La mort, la vie, le mystère , l’anonyma, ou à un être à part.
Ombre, qui es-tu...es-tu vraiment, une âme.
Es-tu protectrice, terrifiant ou à l’être, suprême.
Tu d’accords à merveille, avec tous les adjectifs du dictionnaire...
Ton vocabulaire est si obscur, et qu’à ton apparence, elle est sans trace.
 
 
A l’ombre, de moi-même !
Serais tu, le propre de l’homme ou juste à son autre...
Mais- en aucun sens ou tu ne pourrais être, de sa copie.
Autrement, ou toi et moi, tu serait égale à deux...
Alors qui, es-tu !
Apportes-tu la paix, et à l’ange de la bonne nouvelle...
Ou il délivré de toi, pour des doutes- à la suspicion.
  
 
En aucun cas ou tu ne peux être à considérer,
Qu’à ce clon, a un effet de lumière...
Car la nuit, on te voit.
Ainsi-de pensé que tu aurais une âme !
Serait-il possible, que tu sois représentes à l’âme des morts...

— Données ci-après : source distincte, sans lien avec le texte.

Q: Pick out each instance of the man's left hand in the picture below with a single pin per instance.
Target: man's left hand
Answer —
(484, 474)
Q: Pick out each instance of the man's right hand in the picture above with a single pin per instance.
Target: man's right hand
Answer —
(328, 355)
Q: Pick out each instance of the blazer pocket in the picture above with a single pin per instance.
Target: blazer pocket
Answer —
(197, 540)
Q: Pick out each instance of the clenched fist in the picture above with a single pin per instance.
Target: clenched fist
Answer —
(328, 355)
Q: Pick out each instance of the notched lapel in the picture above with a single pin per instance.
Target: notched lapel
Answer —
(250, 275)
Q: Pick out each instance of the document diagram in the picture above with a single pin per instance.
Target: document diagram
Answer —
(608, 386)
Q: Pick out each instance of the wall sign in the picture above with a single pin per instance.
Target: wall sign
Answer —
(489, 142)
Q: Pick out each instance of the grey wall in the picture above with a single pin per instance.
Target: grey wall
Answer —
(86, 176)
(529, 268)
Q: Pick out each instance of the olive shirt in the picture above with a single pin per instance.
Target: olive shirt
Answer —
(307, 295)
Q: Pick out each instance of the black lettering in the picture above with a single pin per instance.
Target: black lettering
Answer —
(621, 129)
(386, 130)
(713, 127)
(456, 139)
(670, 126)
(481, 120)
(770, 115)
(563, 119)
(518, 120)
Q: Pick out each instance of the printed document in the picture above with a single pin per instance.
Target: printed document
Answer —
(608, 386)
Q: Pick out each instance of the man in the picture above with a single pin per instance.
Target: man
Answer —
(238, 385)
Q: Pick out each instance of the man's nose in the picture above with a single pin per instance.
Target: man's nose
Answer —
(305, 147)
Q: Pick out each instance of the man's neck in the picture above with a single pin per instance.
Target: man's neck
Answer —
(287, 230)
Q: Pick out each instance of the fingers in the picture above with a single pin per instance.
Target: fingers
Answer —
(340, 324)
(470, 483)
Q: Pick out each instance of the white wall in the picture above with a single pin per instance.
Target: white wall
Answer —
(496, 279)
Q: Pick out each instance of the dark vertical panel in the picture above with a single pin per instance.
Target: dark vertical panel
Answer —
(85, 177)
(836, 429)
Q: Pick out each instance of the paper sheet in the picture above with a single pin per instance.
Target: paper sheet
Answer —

alors qui te gouvernent, à qui- représenterais-tu !
Qu’elle est ta mission ici, parmi nous.
 
  
Au point ou tu nous suis comme notre ombre.
Es-tu là, et à l ‘envoyer des dieux...
Appartiendrais-tu, à ce royaume mystique des songes !
Comme à celui des saints ou à la communauté des anges.
A ce moment, tu représenterais le bien comme le mal.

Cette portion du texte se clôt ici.